Following a pay-out of around €150,000, the 62-year-old electrical contractor will have more time to follow Wilson's progress. "I retired immediately," he said on Wednesday. "I told my manager yesterday that if Harry plays I wouldn't be coming back."
Former captain Bellamy, 34, has also called it a day following his 78th and final appearance for the principality, but the hope is that Wilson's introduction and the 50th cap handed to Reading FC defender Gunter may be more significant signposts for Welsh football. Still only 24, Gunter has benefited hugely from Wales's willingness to give young players a chance, having made his debut as a teenager back in 2007.
Other current internationals fast-tracked into the senior side include 26-year-old midfielder Joe Ledley – who was first blooded by his country in 2005. Bale, at 24, has already amassed 42 caps while captain Aaron Ramsey, 22, is expected to collect his 30th when Wales host Finland in a Cardiff friendly in November.
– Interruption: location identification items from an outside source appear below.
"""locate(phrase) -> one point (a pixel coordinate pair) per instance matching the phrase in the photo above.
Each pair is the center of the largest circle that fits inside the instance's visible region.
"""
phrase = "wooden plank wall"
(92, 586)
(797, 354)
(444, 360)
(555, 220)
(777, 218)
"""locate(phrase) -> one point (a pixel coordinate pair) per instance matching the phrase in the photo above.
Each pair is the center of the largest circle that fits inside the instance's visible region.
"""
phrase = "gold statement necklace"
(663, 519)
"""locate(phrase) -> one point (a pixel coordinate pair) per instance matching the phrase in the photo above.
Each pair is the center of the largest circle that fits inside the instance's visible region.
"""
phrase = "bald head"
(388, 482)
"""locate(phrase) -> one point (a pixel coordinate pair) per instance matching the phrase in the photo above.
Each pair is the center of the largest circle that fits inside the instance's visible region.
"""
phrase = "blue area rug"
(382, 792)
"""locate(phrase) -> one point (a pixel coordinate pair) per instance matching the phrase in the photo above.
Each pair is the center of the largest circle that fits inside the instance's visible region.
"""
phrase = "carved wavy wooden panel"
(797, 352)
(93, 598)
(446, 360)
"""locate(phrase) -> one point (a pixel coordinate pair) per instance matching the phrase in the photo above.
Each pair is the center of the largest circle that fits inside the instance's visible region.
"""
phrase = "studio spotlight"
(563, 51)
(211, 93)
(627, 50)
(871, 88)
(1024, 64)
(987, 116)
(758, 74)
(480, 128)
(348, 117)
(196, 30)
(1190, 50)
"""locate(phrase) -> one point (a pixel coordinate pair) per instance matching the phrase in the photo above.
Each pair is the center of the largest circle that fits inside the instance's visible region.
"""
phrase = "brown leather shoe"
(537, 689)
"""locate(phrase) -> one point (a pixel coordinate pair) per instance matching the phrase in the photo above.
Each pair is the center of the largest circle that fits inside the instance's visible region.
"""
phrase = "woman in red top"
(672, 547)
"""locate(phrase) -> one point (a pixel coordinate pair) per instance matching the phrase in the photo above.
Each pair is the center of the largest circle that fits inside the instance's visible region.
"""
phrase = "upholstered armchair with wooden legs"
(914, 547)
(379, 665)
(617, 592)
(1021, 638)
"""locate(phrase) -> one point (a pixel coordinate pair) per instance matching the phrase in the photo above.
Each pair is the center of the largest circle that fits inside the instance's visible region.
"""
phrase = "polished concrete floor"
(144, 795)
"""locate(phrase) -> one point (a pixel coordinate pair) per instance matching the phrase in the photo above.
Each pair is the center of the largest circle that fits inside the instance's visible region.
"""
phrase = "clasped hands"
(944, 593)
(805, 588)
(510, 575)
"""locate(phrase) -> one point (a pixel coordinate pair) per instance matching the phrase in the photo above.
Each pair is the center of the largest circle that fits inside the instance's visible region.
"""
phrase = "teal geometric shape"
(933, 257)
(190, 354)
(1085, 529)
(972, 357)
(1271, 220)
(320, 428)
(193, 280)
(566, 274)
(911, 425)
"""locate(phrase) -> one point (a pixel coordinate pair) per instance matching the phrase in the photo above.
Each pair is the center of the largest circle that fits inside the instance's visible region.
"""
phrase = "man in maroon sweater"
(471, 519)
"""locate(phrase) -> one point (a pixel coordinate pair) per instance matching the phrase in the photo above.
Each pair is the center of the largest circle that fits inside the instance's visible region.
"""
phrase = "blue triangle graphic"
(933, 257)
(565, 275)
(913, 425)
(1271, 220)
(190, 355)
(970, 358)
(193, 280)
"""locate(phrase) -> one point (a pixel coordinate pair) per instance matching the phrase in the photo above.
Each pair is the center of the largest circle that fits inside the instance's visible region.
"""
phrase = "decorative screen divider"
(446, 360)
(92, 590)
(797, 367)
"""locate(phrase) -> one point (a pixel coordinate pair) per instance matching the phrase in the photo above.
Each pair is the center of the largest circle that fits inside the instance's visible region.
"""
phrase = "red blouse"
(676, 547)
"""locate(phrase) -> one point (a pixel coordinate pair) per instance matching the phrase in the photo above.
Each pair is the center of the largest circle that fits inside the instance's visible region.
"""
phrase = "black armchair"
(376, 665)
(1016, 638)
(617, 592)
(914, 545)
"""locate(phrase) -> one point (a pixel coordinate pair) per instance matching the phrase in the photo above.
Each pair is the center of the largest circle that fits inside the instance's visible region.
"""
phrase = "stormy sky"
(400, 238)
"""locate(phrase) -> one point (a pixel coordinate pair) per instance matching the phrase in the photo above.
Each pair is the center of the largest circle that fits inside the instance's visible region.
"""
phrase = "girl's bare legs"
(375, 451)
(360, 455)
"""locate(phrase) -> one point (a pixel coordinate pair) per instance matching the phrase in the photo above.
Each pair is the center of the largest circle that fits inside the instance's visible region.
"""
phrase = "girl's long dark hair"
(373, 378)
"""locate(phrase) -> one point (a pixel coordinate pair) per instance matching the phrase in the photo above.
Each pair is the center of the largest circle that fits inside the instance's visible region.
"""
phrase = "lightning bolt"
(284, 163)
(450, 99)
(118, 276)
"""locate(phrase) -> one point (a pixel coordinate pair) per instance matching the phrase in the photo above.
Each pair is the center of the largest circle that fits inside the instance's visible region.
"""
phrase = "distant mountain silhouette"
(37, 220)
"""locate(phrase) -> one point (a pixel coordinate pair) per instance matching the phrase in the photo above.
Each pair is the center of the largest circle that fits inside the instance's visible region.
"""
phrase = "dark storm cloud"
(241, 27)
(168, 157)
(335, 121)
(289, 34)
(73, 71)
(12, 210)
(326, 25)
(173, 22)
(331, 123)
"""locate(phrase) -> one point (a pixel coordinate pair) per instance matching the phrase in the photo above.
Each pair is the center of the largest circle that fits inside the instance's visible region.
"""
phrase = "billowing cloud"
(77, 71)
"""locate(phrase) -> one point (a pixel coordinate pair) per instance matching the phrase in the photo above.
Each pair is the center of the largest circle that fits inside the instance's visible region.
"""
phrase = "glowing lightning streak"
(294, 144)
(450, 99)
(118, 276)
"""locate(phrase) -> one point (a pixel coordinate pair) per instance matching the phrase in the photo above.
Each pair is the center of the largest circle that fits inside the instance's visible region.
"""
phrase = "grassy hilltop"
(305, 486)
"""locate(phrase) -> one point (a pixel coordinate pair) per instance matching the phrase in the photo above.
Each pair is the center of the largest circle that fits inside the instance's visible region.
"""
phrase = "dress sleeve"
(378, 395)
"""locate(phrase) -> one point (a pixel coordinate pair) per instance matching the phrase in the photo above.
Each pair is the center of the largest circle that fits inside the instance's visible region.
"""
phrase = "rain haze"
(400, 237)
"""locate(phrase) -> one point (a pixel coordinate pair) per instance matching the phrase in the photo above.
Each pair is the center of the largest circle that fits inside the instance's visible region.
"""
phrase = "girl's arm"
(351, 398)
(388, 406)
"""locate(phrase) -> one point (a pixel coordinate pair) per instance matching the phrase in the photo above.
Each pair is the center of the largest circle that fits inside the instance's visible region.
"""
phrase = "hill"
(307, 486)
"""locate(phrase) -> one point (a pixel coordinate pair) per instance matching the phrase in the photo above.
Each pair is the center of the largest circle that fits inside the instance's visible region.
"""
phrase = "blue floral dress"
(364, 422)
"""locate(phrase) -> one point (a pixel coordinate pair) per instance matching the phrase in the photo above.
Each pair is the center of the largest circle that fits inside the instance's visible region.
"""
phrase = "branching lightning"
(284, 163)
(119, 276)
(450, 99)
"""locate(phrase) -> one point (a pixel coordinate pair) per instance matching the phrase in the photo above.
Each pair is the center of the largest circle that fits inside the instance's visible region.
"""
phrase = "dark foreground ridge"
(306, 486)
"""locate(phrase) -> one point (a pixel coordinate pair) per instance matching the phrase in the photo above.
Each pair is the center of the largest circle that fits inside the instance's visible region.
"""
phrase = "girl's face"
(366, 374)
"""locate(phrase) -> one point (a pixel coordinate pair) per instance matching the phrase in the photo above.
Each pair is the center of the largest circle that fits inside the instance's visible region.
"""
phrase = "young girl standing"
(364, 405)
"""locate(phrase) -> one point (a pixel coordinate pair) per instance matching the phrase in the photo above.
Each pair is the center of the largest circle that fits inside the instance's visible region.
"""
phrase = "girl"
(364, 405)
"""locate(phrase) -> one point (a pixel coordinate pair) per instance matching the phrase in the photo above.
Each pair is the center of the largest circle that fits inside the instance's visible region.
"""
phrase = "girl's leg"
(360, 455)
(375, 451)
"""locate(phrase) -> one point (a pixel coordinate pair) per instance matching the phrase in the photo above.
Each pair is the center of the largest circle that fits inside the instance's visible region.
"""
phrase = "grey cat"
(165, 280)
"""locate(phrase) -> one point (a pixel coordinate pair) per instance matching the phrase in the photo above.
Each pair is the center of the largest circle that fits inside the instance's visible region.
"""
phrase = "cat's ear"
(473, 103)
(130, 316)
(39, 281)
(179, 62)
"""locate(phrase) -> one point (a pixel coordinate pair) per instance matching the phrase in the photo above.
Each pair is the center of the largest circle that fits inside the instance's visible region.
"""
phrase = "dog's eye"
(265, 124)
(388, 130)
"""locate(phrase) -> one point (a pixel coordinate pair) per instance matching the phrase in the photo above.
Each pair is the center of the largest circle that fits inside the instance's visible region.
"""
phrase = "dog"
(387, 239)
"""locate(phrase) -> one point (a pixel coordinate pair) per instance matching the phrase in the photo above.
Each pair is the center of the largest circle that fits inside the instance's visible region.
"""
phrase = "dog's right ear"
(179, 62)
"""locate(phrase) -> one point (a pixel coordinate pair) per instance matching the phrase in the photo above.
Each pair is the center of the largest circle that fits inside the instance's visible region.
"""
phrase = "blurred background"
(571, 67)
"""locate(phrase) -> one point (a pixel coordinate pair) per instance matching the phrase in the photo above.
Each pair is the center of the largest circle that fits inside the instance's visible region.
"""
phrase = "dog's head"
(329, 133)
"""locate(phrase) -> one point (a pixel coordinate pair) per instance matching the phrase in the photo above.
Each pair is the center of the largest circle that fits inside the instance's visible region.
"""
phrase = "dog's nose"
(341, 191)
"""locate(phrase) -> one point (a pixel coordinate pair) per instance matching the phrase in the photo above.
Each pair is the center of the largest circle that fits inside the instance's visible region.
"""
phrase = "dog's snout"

The Arsenal FC midfielder was given his international bow in 2008 at 17 and would have featured even more had he not broken a leg in 2010.
Placing an accent on youth was a key principle fostered by John Toshack during his time as Wales coach between 2004 and 2010. Prompted by a string of international retirements by senior players upon his appointment, Toshack backed youngsters to fill the gaps, laying solid foundations for successors Gary Speed and now Chris Coleman to build upon.
"These players will get confidence by being involved," Toshack said in 2006. "We will be pushing them in more quickly than we have ever done before." It was a policy Wales's most capped player, 92-times international goalkeeper Neville Southall, approved of wholeheartedly. "Whatever you say about Toshack, he went with the kids and gave them so much experience. We're bearing the fruits now."
Although qualification for a first major tournament since 1958 continues to elude Wales, the present generation boast a wealth of experience beyond their years. Putting faith in youth is a gamble, but one that – as Edwards would attest – can pay off in style.